Gitリモートリポジトリ操作コマンド解説

リモートリポジトリ操作

git remote - リモートリポジトリの管理

リモートリポジトリの追加、削除、表示などを行います。

オプション/サブコマンド 説明
add <名前> <URL> 新しいリモートリポジトリを追加
remove <名前> リモートリポジトリを削除
rename <古い名前> <新しい名前> リモートリポジトリの名前を変更
-v, --verbose リモートリポジトリの名前とURLを表示
show <名前> 指定したリモートリポジトリの詳細情報を表示

例:

git remote - リモートリポジトリの一覧を表示
git remote -v - リモートリポジトリの一覧とURLを表示
git remote add origin https://github.com/username/repo.git - originという名前でリモートリポジトリを追加
git remote remove origin - originリモートを削除
git remote rename origin upstream - originリモートの名前をupstreamに変更
git remote show origin - originリモートの詳細情報を表示

git push - ローカルの変更をリモートリポジトリに送信

ローカルブランチの変更をリモートリポジトリに送信します。

オプション 説明
-u, --set-upstream アップストリームブランチを設定(以降は引数なしでpush可能)
--force, -f リモートブランチを強制的に上書き(注意: 履歴が書き換わる)
--force-with-lease リモートブランチが予期せず変更されていない場合のみ強制プッシュ
--tags すべてのタグをプッシュ
--delete リモートブランチを削除

例:

git push origin main - ローカルのmainブランチをoriginリモートにプッシュ
git push -u origin feature - featureブランチをプッシュし、アップストリームとして設定
git push - 現在のブランチを設定済みのアップストリームにプッシュ
git push --force origin main - mainブランチを強制的にプッシュ(注意して使用)
git push --force-with-lease origin main - 安全な強制プッシュ
git push origin --delete feature - リモートのfeatureブランチを削除

git pull - リモートの変更をローカルリポジトリに取り込む

リモートブランチの変更をローカルブランチに取り込みます(fetch + merge)。

オプション 説明
--rebase マージの代わりにリベースを使用
--no-commit 自動コミットせずに変更をステージング
--ff-only Fast-forwardのみ許可(マージコミットを作成しない)
--prune リモートで削除されたブランチの参照を削除

例:

git pull - 現在のブランチに対応するリモートブランチから変更を取得してマージ
git pull origin main - originリモートのmainブランチから変更を取得してマージ
git pull --rebase - リモートの変更を取得し、ローカルの変更をリベース
git pull --ff-only - Fast-forwardできる場合のみプル(マージコミットを作成しない)

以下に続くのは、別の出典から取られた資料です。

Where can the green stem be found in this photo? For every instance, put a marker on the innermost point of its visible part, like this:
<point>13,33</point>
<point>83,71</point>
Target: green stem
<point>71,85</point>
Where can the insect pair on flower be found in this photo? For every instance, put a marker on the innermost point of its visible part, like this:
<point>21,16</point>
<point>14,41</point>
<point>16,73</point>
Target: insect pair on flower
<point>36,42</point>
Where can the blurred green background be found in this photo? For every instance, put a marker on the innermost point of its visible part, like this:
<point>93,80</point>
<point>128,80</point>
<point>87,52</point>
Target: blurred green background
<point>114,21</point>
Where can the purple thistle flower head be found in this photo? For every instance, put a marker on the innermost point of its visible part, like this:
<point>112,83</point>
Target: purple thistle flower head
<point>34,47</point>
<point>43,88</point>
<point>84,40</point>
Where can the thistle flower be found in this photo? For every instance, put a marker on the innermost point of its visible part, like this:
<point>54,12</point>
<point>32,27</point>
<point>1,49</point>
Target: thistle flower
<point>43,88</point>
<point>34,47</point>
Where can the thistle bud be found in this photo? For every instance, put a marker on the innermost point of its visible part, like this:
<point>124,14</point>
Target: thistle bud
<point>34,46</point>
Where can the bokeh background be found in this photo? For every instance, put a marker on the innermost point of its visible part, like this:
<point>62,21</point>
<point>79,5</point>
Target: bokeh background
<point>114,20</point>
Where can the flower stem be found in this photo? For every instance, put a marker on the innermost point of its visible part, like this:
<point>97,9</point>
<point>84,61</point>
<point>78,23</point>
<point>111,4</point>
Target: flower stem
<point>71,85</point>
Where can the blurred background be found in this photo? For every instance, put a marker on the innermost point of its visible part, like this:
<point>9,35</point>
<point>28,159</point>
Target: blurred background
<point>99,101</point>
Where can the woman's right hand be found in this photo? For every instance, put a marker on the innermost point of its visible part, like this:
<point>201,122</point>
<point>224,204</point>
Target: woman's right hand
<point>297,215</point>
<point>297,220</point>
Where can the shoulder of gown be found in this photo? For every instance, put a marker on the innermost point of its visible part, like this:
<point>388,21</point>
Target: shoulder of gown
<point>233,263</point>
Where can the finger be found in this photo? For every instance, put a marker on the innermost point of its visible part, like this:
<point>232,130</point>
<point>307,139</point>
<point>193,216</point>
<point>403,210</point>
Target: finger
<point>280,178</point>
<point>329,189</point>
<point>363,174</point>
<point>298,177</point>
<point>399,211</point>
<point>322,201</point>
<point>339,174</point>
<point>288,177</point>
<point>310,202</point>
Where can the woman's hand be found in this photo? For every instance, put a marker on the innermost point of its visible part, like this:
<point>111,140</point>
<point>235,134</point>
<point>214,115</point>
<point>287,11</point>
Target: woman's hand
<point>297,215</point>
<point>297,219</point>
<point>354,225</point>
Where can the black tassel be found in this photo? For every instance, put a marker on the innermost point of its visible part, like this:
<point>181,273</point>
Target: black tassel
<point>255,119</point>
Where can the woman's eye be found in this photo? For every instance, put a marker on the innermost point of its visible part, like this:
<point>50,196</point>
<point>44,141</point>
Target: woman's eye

git fetch - リモートの変更をローカルに取得(マージはしない)

リモートリポジトリから変更を取得しますが、ローカルブランチにはマージしません。

オプション 説明
--all すべてのリモートから取得
--prune リモートで削除されたブランチの参照を削除
--tags すべてのタグを取得
--depth=<深さ> 指定した深さまでの履歴のみを取得

例:

git fetch - デフォルトリモート(通常はorigin)から変更を取得
git fetch origin - originリモートから変更を取得
git fetch --all - すべてのリモートから変更を取得
git fetch --prune - リモートで削除されたブランチの参照も削除
git fetch origin main - originリモートのmainブランチのみ取得

git pullとgit fetchの違い - 詳細な比較

git pullgit fetchはどちらもリモートリポジトリからデータを取得するコマンドですが、 その動作と用途には重要な違いがあります。

基本的な違い

git fetch git pull
リモートリポジトリからデータを取得するだけで、ローカルの作業ブランチには変更を加えない リモートリポジトリからデータを取得し、自動的にローカルの作業ブランチにマージ(または指定した場合はリベース)する
安全な操作:現在の作業に影響を与えない マージによってコンフリクトが発生する可能性がある
2ステップ操作の最初のステップ(後で手動でマージするため) 1ステップ操作(fetchとmergeを自動的に実行)

内部動作の違い

git fetchの動作:

  1. リモートリポジトリから最新のコミット履歴をダウンロード
  2. ローカルのrefs/remotes/を更新(例:refs/remotes/origin/main
  3. ローカルの作業ブランチ(refs/heads/mainなど)は変更されない
  4. ダウンロードしたコミットはローカルの.git/objectsディレクトリに保存される

git pullの動作:

  1. git fetchを実行してリモートの変更を取得
  2. その後、自動的にgit merge(または--rebaseオプションを指定した場合はgit rebase)を実行
  3. ローカルの作業ブランチが更新される

使い分けのポイント

git fetchを使うべき場合:

  • リモートの変更を確認してから統合したい場合
  • マージする前に変更内容を詳しく調査したい場合
  • 現在の作業を中断せずにリモートの最新状態を知りたい場合
  • 複数のリモートブランチの変更を選択的に統合したい場合

git pullを使うべき場合:

  • リモートの変更をすぐに統合したい場合
  • リモートの変更が自分の作業と競合しないことが分かっている場合
  • 迅速に最新の状態に更新したい場合

fetchした後の変更確認とマージ

fetchした後、以下のコマンドでリモートとの差分を確認できます:

git diff main origin/main - ローカルのmainブランチとリモートのmainブランチの差分を表示
git log main..origin/main - リモートにあって、ローカルにないコミットを表示
git log -p main..origin/main - 差分のあるコミットの詳細な変更内容も表示

確認後、マージする場合は:

git merge origin/main - リモートの変更をローカルブランチにマージ
git rebase origin/main - リモートの変更をベースにローカルの変更を再適用

ワークフロー例: 多くの開発者は、git fetchを使って変更を確認してから、明示的にgit mergeまたはgit rebaseを実行するワークフローを好みます。これにより、リモートの変更を統合する前に、その内容を理解し、潜在的な問題を特定する機会が得られます。